TintaSiyasi.com -- Perang Tabuk merupakan salah satu perang yang dimenangkan oleh umat Muslim jaman Rasulullah. Perang ini terjadi di bulan Rajab tahun 9 Hijriyah dan merupakan peperangan yang masyhur dalam sejarah perkembangan Islam. Bahkan merupakan perang terakhir yang diikuti oleh Nabi Muhammad SAW. Selain itu, perang Tabuk juga menjadi ujian untuk keimanan dan loyalitas kaum Muslim.
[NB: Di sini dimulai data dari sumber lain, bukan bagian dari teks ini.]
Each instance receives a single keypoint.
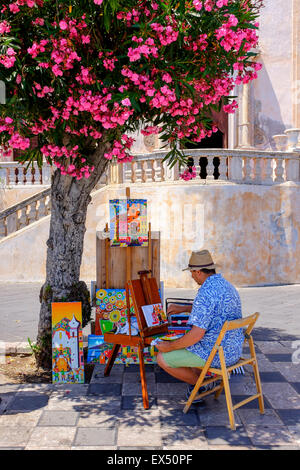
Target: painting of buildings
(67, 343)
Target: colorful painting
(111, 306)
(99, 352)
(154, 314)
(128, 222)
(67, 343)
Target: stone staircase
(24, 213)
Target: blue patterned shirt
(216, 302)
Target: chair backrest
(248, 322)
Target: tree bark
(69, 203)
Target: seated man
(216, 302)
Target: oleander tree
(82, 75)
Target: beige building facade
(248, 215)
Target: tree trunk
(69, 202)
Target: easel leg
(143, 377)
(112, 359)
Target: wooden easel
(143, 291)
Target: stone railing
(24, 213)
(246, 167)
(14, 173)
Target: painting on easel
(67, 343)
(128, 222)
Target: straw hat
(201, 260)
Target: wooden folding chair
(224, 372)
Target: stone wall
(253, 232)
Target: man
(216, 302)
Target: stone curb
(7, 348)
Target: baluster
(235, 168)
(210, 167)
(159, 172)
(247, 170)
(11, 223)
(144, 170)
(7, 176)
(267, 170)
(24, 176)
(40, 171)
(279, 171)
(127, 172)
(16, 175)
(22, 219)
(32, 175)
(292, 169)
(258, 170)
(48, 205)
(3, 227)
(41, 212)
(223, 167)
(32, 212)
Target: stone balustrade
(24, 213)
(216, 165)
(14, 173)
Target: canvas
(111, 306)
(99, 352)
(67, 343)
(128, 222)
(154, 314)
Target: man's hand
(164, 346)
(176, 309)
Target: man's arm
(175, 308)
(190, 338)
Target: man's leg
(185, 374)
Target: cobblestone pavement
(108, 413)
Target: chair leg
(143, 377)
(257, 376)
(195, 390)
(111, 360)
(227, 389)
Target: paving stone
(95, 436)
(272, 377)
(136, 402)
(289, 417)
(131, 389)
(139, 436)
(296, 386)
(97, 418)
(134, 377)
(266, 435)
(253, 404)
(58, 418)
(14, 436)
(221, 435)
(17, 418)
(111, 389)
(191, 437)
(51, 437)
(289, 370)
(279, 357)
(176, 417)
(175, 389)
(271, 347)
(254, 417)
(22, 402)
(77, 403)
(281, 395)
(295, 433)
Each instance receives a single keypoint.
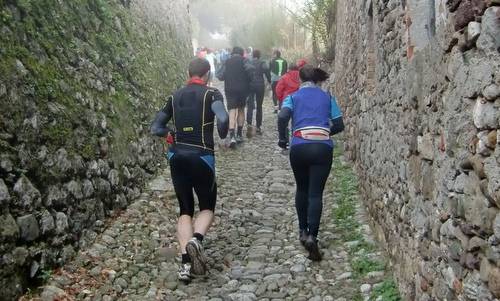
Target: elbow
(337, 126)
(153, 130)
(224, 119)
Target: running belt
(312, 133)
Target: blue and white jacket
(312, 110)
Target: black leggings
(256, 97)
(311, 164)
(275, 97)
(190, 171)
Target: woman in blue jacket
(315, 118)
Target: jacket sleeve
(280, 88)
(267, 72)
(272, 66)
(249, 69)
(159, 126)
(284, 117)
(336, 119)
(220, 112)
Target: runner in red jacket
(290, 81)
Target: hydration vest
(193, 117)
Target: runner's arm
(283, 119)
(159, 126)
(220, 112)
(267, 72)
(336, 120)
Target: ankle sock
(198, 236)
(185, 258)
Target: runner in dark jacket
(193, 110)
(257, 88)
(237, 74)
(315, 117)
(278, 67)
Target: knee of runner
(187, 212)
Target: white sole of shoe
(198, 259)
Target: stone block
(491, 92)
(494, 281)
(29, 227)
(489, 40)
(47, 224)
(61, 223)
(9, 231)
(27, 195)
(4, 194)
(467, 11)
(485, 114)
(425, 146)
(492, 170)
(473, 31)
(483, 143)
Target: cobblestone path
(253, 248)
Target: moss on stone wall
(79, 82)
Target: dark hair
(198, 67)
(238, 50)
(309, 73)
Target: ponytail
(309, 73)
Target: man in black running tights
(192, 110)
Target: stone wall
(79, 83)
(419, 82)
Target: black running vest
(193, 117)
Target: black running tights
(311, 164)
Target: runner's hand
(170, 138)
(283, 144)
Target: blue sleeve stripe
(288, 103)
(335, 110)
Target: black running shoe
(303, 237)
(232, 143)
(311, 245)
(184, 273)
(197, 255)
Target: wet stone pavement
(253, 247)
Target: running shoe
(195, 251)
(184, 272)
(233, 142)
(311, 245)
(303, 237)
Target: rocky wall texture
(79, 83)
(419, 81)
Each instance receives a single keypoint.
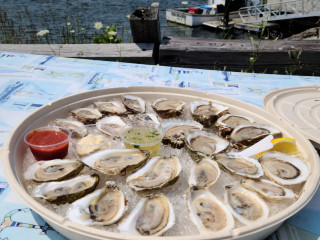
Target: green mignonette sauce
(143, 138)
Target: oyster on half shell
(247, 134)
(283, 168)
(168, 108)
(134, 103)
(112, 107)
(113, 161)
(204, 174)
(268, 189)
(202, 144)
(228, 122)
(207, 212)
(86, 115)
(152, 216)
(245, 205)
(66, 191)
(175, 131)
(53, 170)
(104, 206)
(243, 166)
(158, 172)
(207, 112)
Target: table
(29, 81)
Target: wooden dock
(234, 55)
(214, 54)
(238, 24)
(125, 52)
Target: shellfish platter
(206, 177)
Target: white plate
(300, 106)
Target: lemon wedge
(284, 145)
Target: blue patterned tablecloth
(29, 81)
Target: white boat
(198, 15)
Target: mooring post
(226, 13)
(145, 25)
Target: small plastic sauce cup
(49, 142)
(142, 135)
(92, 139)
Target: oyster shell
(283, 168)
(134, 104)
(115, 122)
(167, 108)
(104, 206)
(207, 112)
(175, 131)
(112, 107)
(243, 166)
(113, 161)
(204, 174)
(72, 125)
(157, 173)
(86, 115)
(245, 205)
(66, 191)
(53, 170)
(228, 122)
(268, 189)
(248, 134)
(207, 212)
(202, 144)
(152, 216)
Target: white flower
(42, 32)
(98, 25)
(155, 4)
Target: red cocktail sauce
(52, 144)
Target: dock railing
(280, 11)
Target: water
(31, 16)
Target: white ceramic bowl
(14, 150)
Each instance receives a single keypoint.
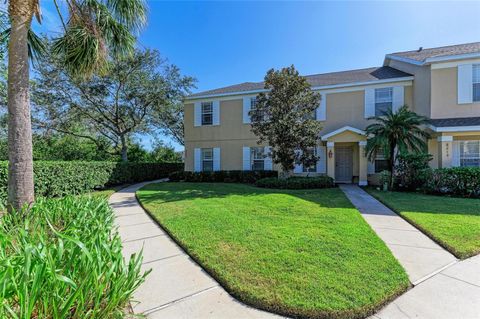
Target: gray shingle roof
(424, 54)
(344, 77)
(461, 121)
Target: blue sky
(224, 43)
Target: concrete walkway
(418, 254)
(177, 287)
(444, 288)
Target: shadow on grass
(173, 192)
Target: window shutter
(398, 99)
(246, 159)
(216, 158)
(268, 165)
(322, 159)
(370, 167)
(369, 103)
(322, 109)
(456, 154)
(216, 113)
(197, 159)
(298, 167)
(246, 110)
(465, 89)
(197, 114)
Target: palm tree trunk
(20, 172)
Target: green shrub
(459, 181)
(296, 182)
(54, 179)
(63, 259)
(221, 176)
(411, 171)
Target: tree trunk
(20, 172)
(124, 149)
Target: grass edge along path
(225, 259)
(445, 228)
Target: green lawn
(301, 253)
(452, 222)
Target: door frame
(350, 148)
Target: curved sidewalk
(177, 287)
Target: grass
(304, 253)
(63, 259)
(451, 221)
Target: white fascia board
(341, 130)
(453, 57)
(315, 88)
(455, 128)
(402, 59)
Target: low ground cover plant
(235, 176)
(60, 178)
(301, 253)
(63, 260)
(451, 221)
(296, 182)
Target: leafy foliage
(283, 118)
(296, 182)
(125, 100)
(396, 132)
(410, 170)
(221, 176)
(63, 259)
(55, 179)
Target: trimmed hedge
(249, 177)
(296, 182)
(56, 178)
(459, 181)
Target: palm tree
(92, 30)
(395, 133)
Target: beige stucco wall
(444, 96)
(421, 85)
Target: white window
(207, 159)
(257, 158)
(470, 153)
(207, 113)
(476, 82)
(383, 100)
(310, 168)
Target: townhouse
(440, 83)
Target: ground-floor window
(470, 153)
(207, 159)
(257, 155)
(313, 167)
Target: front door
(343, 164)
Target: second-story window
(383, 100)
(257, 158)
(207, 113)
(476, 82)
(255, 113)
(313, 167)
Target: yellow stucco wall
(444, 96)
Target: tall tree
(396, 133)
(93, 30)
(284, 118)
(125, 99)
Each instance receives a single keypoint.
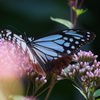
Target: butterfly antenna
(16, 29)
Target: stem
(75, 5)
(71, 14)
(81, 4)
(52, 85)
(28, 87)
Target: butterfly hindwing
(55, 50)
(52, 52)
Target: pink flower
(13, 60)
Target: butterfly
(52, 52)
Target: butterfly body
(54, 51)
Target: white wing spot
(87, 38)
(71, 40)
(65, 38)
(2, 31)
(88, 35)
(68, 51)
(82, 40)
(88, 32)
(76, 42)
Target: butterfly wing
(54, 51)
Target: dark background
(33, 17)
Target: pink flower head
(13, 60)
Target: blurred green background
(33, 17)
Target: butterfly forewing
(55, 50)
(52, 52)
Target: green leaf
(98, 99)
(96, 93)
(79, 11)
(63, 21)
(16, 97)
(80, 91)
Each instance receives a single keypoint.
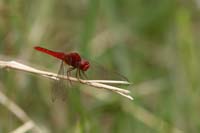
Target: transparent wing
(59, 87)
(99, 72)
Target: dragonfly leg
(69, 73)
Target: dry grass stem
(101, 84)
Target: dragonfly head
(84, 65)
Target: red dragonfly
(75, 62)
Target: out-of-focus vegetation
(153, 43)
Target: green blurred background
(153, 43)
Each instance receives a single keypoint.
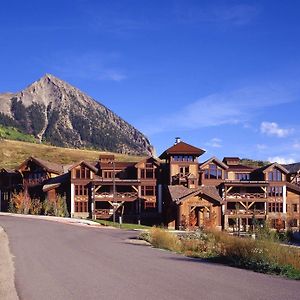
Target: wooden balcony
(33, 181)
(103, 213)
(245, 212)
(245, 196)
(127, 196)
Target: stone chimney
(177, 140)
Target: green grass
(128, 226)
(12, 133)
(264, 256)
(13, 153)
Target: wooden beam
(243, 204)
(97, 188)
(135, 188)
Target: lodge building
(176, 190)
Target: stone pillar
(72, 200)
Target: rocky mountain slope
(56, 112)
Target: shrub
(163, 239)
(20, 203)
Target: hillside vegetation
(13, 153)
(11, 133)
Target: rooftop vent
(177, 140)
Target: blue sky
(222, 75)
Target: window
(83, 173)
(148, 172)
(107, 174)
(183, 158)
(275, 175)
(275, 207)
(213, 172)
(147, 190)
(81, 206)
(242, 176)
(275, 191)
(81, 190)
(295, 207)
(183, 171)
(149, 204)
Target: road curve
(62, 261)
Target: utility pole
(114, 192)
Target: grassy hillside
(13, 153)
(12, 133)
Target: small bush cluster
(21, 203)
(262, 255)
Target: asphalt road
(62, 261)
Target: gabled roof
(293, 168)
(55, 182)
(180, 149)
(293, 187)
(241, 168)
(151, 158)
(216, 160)
(266, 168)
(47, 165)
(87, 164)
(180, 193)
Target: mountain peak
(57, 112)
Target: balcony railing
(246, 196)
(103, 213)
(245, 212)
(34, 181)
(117, 196)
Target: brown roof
(47, 165)
(293, 187)
(89, 165)
(272, 165)
(182, 148)
(180, 193)
(211, 192)
(216, 160)
(240, 168)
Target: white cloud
(215, 143)
(281, 160)
(261, 146)
(272, 128)
(239, 14)
(237, 106)
(296, 145)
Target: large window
(81, 190)
(275, 191)
(275, 207)
(184, 170)
(213, 172)
(275, 175)
(183, 158)
(148, 172)
(83, 173)
(81, 206)
(242, 176)
(148, 190)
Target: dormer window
(83, 173)
(275, 175)
(213, 172)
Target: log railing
(117, 195)
(245, 212)
(246, 195)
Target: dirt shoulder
(7, 283)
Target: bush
(160, 238)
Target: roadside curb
(7, 278)
(57, 219)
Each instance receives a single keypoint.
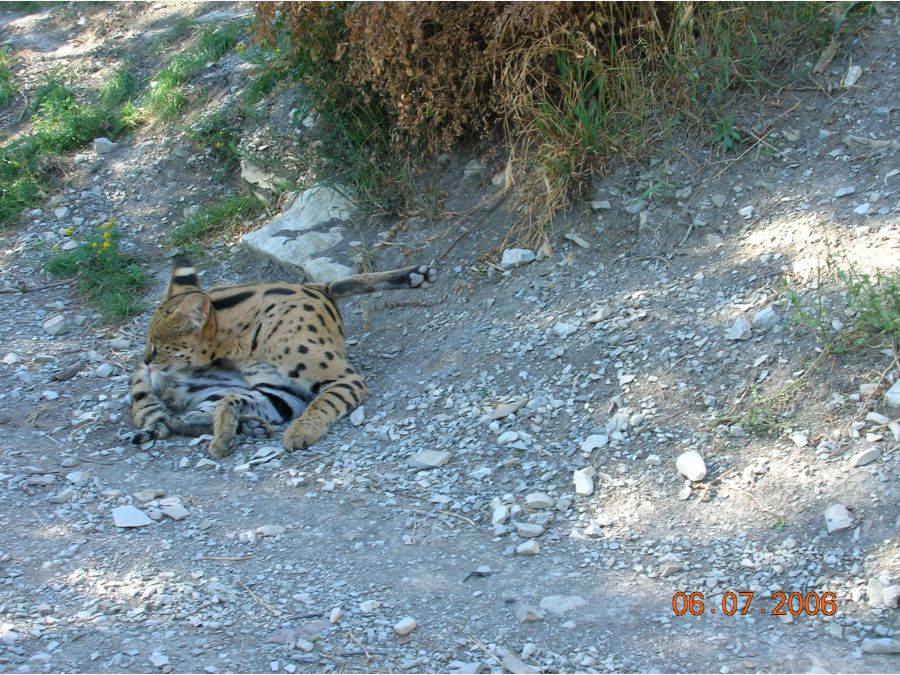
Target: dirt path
(621, 355)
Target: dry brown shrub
(429, 62)
(570, 84)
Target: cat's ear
(183, 279)
(194, 312)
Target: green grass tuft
(871, 313)
(7, 87)
(218, 219)
(110, 280)
(121, 87)
(61, 123)
(166, 96)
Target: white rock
(78, 477)
(594, 441)
(528, 530)
(405, 626)
(105, 370)
(837, 518)
(530, 547)
(578, 241)
(866, 456)
(56, 325)
(507, 409)
(358, 416)
(881, 646)
(563, 329)
(473, 168)
(765, 318)
(270, 530)
(852, 76)
(62, 497)
(528, 614)
(307, 233)
(877, 418)
(428, 459)
(256, 175)
(584, 481)
(561, 604)
(690, 464)
(507, 437)
(500, 514)
(103, 145)
(514, 257)
(539, 500)
(600, 315)
(514, 664)
(158, 659)
(175, 511)
(129, 516)
(881, 594)
(481, 473)
(892, 395)
(740, 330)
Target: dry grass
(567, 86)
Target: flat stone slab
(310, 236)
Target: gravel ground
(548, 454)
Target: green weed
(120, 88)
(61, 123)
(218, 219)
(725, 135)
(7, 87)
(871, 315)
(219, 134)
(166, 96)
(110, 280)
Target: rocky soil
(548, 454)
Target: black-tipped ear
(193, 312)
(184, 278)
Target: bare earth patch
(615, 357)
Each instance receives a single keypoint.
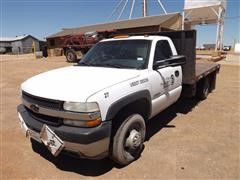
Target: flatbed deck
(205, 68)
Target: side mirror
(176, 60)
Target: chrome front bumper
(90, 143)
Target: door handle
(176, 73)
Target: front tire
(128, 140)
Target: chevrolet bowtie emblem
(34, 108)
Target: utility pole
(145, 8)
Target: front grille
(43, 102)
(50, 120)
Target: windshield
(131, 54)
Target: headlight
(86, 123)
(89, 110)
(81, 107)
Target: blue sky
(42, 18)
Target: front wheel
(128, 141)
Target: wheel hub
(134, 140)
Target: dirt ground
(189, 140)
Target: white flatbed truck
(99, 107)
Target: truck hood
(75, 83)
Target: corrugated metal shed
(18, 44)
(124, 24)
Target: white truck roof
(126, 37)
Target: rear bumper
(92, 143)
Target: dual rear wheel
(128, 140)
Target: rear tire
(71, 56)
(128, 140)
(203, 88)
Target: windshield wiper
(114, 65)
(84, 64)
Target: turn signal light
(93, 123)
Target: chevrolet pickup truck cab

Perlawanan ini berlokasi di sebuah kota yang terletak di antara lembah al-Qura dan Syam. Perang Tabuk diduga disebabkan oleh Raja Romawi, Heraklius, yang hendak menyerang Madinah Munawwarah dengan tentara yang besar melalui Syam. Raja Heraklius dendam sebab peperangan sebelumnya yaitu perang Mutah, dimenangkan dengan gemilang oleh kaum Muslim.
Mendengar kabar persiapan penyerangan itu, Nabi Muhammad SAW langsung mempersiapkan diri. Rasulullah mengumumkan kepada kaum Muslim babar umtuk segera melakukan persiapan. Beliau juga menyarankan pengumpulan dana.
Sahabat Abu Bakar ra, akhirnya mengorbankan seluruh hartanya. Sahabat Umar ra, juga mengorbankan setengah harta dan sahabat Utsman ra, mengorbankan perlengkapan perang untuk sepertiga pasukan. Sahabat lainnya pun turut menginfakkan lebih dari kemampuan mereka.
Setelah persiapan selesai, Rasulullah SAW memimpin 30.000 kaum Muslim secara langsung. Mereka semua berangkat untuk menghadang pasukan Romawi.
Kabar kedatangan Nabi Muhammad SAW dan pasukan dianggap sebelah mata oleh Heraklius. Dia yakin kaum Muslim tidak akan mampu melewati padang pasir dan mendatangi mereka lantaran cuaca kala itu sangat panas. Panasnya cuaca bukan satu-satunya tantangan dalam Perang Tabuk. Kaum Muslim juga harus memperjuangkan keimanan mereka. Sebab, kebun-kebun di Madinah sedang musim panen. Sebagian besar penduduk Madinah mendapat penghasilan dari bertanam kurma. Bisa dikatakan musim panen tersebut adalah rezeki mereka selama setahun. Meski begitu, kaum Muslim tetap bertakwa kepada Allah. Mereka mengorbankan rezeki itu dan berangkat untuk menghadang pasukan Romawi.
Setelah pasukan Muslim sampai di Tabuk, pasukan Romawi justru mundur. Mereka gentar terhadap kaum Muslim yang kuat. Pasukan Romawi memilih untuk bersembunyi di benteng-bentengnya. Panglima Khalid bin Walid sempat meminta izin untuk mengejar Heraklius dan pasukannya. Namun, Nabi Muhammad SAW mencegahnya. Beliau mengatakan bahwa tujuan kedatangan kaum Muslim adalah untuk merebut wilayah Arab yang sempat ditaklukkan pasukan Romawi.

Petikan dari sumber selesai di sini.